Encontrar uma pessoa não significa reduzi-la a um juízo ou a um diagnóstico; encontrar uma pessoa põe em evidência a complexidade de uma história e abre a uma possibilidade de mudança. O encontro significa perguntar-se por que o sujeito está ali e o que faltou para evitar que ele estivesse ali. Mas para inspirar-nos ao valor da pessoa, sem preconceitos ou presunção, nós devemos estar sempre ao nível mais elevado do que é possível, do que a nossa humanidade permite. Só isto consente gestos coerentes e confiáveis.

Por isso devemos arriscar caminhos ainda não percorridos,

1 porque a humanidade é demasiadamente grande por estar encerrada em definições estanques,

2 porque as diferenças entre os sujeitos que têm muito e aqueles que não têm nada são inaceitáveis,

3 porque o crime não inclui toda a pessoa,

4 porque as relações entre o bem e o mal não se tornem preconceitos, e sim dúvidas para uma busca contínua do sentido da existência,

5 porque a vida de qualquer um não é um trajeto direito, porém è um trajeto sujeito a interrupções, descontinuidades e rupturas.

 

NORMAS PENITENCIÁRIAS APROVADAS PELO COMITÊ DOS MINISTROS EUROPEUS

Talvez possamos parecer loucos quando afirmamos que o cuidado, a tolerância, o respeito pelo homem e a natureza são idéias mais progressistas do que algumas proclamações políticas.

Ainda que nossas idéias não sejam ilusões, como demonstra o texto da lei "Novas normas penitenciárias", aprovada pelo Comitê dos Ministros dos 46 Estados Europeus, em 11/01/2006 . A lei indica:

1 a detenção como última escolha,

2 declara os direitos humanos iguais independente da origem, censo, religião ou ideologia,

3 define com precisão as normas relativas aos lugares de detenção, a higiene, ao direito à informação e ao trabalho, as medidas sanitárias, incluindo a saúde mental e a prevenção dos suicídios.
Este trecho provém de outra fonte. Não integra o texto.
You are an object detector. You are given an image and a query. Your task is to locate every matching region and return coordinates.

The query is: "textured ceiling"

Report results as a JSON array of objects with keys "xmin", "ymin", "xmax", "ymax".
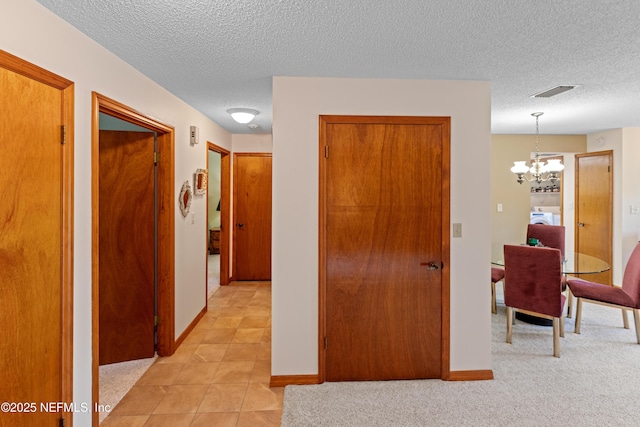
[{"xmin": 33, "ymin": 0, "xmax": 640, "ymax": 134}]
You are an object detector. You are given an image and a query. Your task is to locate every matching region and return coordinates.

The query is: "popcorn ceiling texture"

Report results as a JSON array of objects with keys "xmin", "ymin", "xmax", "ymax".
[{"xmin": 38, "ymin": 0, "xmax": 640, "ymax": 134}]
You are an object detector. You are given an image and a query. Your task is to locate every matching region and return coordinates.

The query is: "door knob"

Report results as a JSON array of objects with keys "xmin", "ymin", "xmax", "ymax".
[{"xmin": 420, "ymin": 261, "xmax": 440, "ymax": 270}]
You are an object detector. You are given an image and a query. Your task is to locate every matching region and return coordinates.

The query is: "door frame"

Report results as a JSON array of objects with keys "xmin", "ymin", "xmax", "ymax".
[
  {"xmin": 205, "ymin": 141, "xmax": 231, "ymax": 288},
  {"xmin": 232, "ymin": 152, "xmax": 273, "ymax": 280},
  {"xmin": 0, "ymin": 49, "xmax": 75, "ymax": 425},
  {"xmin": 573, "ymin": 150, "xmax": 615, "ymax": 284},
  {"xmin": 318, "ymin": 115, "xmax": 452, "ymax": 383},
  {"xmin": 91, "ymin": 92, "xmax": 175, "ymax": 426}
]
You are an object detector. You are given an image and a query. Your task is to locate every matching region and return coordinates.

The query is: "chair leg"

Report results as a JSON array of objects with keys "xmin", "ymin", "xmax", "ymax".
[
  {"xmin": 491, "ymin": 282, "xmax": 498, "ymax": 314},
  {"xmin": 553, "ymin": 317, "xmax": 560, "ymax": 357},
  {"xmin": 573, "ymin": 298, "xmax": 582, "ymax": 334},
  {"xmin": 633, "ymin": 308, "xmax": 640, "ymax": 344},
  {"xmin": 507, "ymin": 307, "xmax": 513, "ymax": 344}
]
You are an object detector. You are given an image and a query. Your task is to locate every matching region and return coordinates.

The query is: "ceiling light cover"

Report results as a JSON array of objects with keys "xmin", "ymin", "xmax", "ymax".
[{"xmin": 227, "ymin": 108, "xmax": 258, "ymax": 123}]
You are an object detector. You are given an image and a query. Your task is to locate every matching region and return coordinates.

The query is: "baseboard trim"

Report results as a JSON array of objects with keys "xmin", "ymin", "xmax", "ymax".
[
  {"xmin": 447, "ymin": 369, "xmax": 493, "ymax": 381},
  {"xmin": 269, "ymin": 375, "xmax": 320, "ymax": 387},
  {"xmin": 173, "ymin": 306, "xmax": 207, "ymax": 351}
]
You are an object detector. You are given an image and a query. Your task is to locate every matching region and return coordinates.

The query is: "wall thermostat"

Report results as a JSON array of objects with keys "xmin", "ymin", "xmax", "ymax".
[{"xmin": 189, "ymin": 126, "xmax": 200, "ymax": 145}]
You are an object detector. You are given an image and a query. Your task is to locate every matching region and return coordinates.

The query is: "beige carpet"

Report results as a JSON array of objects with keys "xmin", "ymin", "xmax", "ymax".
[
  {"xmin": 282, "ymin": 286, "xmax": 640, "ymax": 427},
  {"xmin": 99, "ymin": 356, "xmax": 157, "ymax": 422}
]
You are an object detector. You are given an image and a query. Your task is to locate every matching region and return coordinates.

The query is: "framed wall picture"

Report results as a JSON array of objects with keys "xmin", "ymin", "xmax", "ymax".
[
  {"xmin": 193, "ymin": 169, "xmax": 207, "ymax": 195},
  {"xmin": 178, "ymin": 181, "xmax": 193, "ymax": 216}
]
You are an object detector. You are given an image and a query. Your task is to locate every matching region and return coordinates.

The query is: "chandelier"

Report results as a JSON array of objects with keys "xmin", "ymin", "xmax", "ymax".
[{"xmin": 511, "ymin": 113, "xmax": 564, "ymax": 184}]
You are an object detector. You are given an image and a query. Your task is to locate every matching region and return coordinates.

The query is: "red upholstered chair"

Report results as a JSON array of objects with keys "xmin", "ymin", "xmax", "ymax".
[
  {"xmin": 504, "ymin": 245, "xmax": 566, "ymax": 357},
  {"xmin": 568, "ymin": 244, "xmax": 640, "ymax": 344},
  {"xmin": 491, "ymin": 267, "xmax": 504, "ymax": 314}
]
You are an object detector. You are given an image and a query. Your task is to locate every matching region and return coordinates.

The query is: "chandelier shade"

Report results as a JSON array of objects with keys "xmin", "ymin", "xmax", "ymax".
[{"xmin": 511, "ymin": 113, "xmax": 564, "ymax": 184}]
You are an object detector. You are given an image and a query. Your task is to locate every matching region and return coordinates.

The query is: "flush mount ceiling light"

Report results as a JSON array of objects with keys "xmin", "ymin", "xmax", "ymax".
[
  {"xmin": 227, "ymin": 108, "xmax": 258, "ymax": 123},
  {"xmin": 511, "ymin": 113, "xmax": 564, "ymax": 184}
]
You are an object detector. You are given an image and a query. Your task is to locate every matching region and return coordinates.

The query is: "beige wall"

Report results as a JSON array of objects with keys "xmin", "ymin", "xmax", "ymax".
[
  {"xmin": 0, "ymin": 0, "xmax": 231, "ymax": 426},
  {"xmin": 491, "ymin": 135, "xmax": 587, "ymax": 247}
]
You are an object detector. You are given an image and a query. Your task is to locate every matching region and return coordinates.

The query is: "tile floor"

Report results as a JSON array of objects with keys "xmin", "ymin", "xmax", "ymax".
[{"xmin": 100, "ymin": 282, "xmax": 284, "ymax": 427}]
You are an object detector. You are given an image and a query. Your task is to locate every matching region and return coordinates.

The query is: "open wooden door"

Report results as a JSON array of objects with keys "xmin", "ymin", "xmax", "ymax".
[
  {"xmin": 320, "ymin": 116, "xmax": 450, "ymax": 381},
  {"xmin": 99, "ymin": 130, "xmax": 155, "ymax": 365},
  {"xmin": 233, "ymin": 153, "xmax": 271, "ymax": 280},
  {"xmin": 575, "ymin": 151, "xmax": 613, "ymax": 285},
  {"xmin": 0, "ymin": 50, "xmax": 73, "ymax": 427}
]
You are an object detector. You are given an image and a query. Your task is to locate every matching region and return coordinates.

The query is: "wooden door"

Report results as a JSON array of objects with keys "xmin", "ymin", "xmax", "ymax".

Na realidade sabemos que estar detido não significa só estar desprovido da liberdade, significa sobretudo não ter possibilidade de escolha, estar submetido a regras contraditórias e incompreensíveis, fruto de sobreposição de numerosos regulamentos, disposições e ordens.

Por isso estas normas são claras e constituem o ponto de referência pelo Tribunal Europeu dos Direitos Humanos e pelo Comitê Europeu pela Prevenção da Tortura.

As regras afirmam:

1 que a falta de recursos não pode legitimar condições de detenção nocivas aos direitos fundamentais do detentos;

2 que cada detento sem roupa deve receber vestuário conforme o clima;

3 que a função essencial das autoridades penitenciais é velar por uma alimentação satisfatória dos detentos;

4 que é fundamental a importância da limpeza dos lugares e da higiene pessoal do detento: o Tribunal Europeu dos Direitos Humanos sublinha como a falta de higiene, a insalubridade, junto com a superpopulação, e devem ser julgados como tratamento degradante.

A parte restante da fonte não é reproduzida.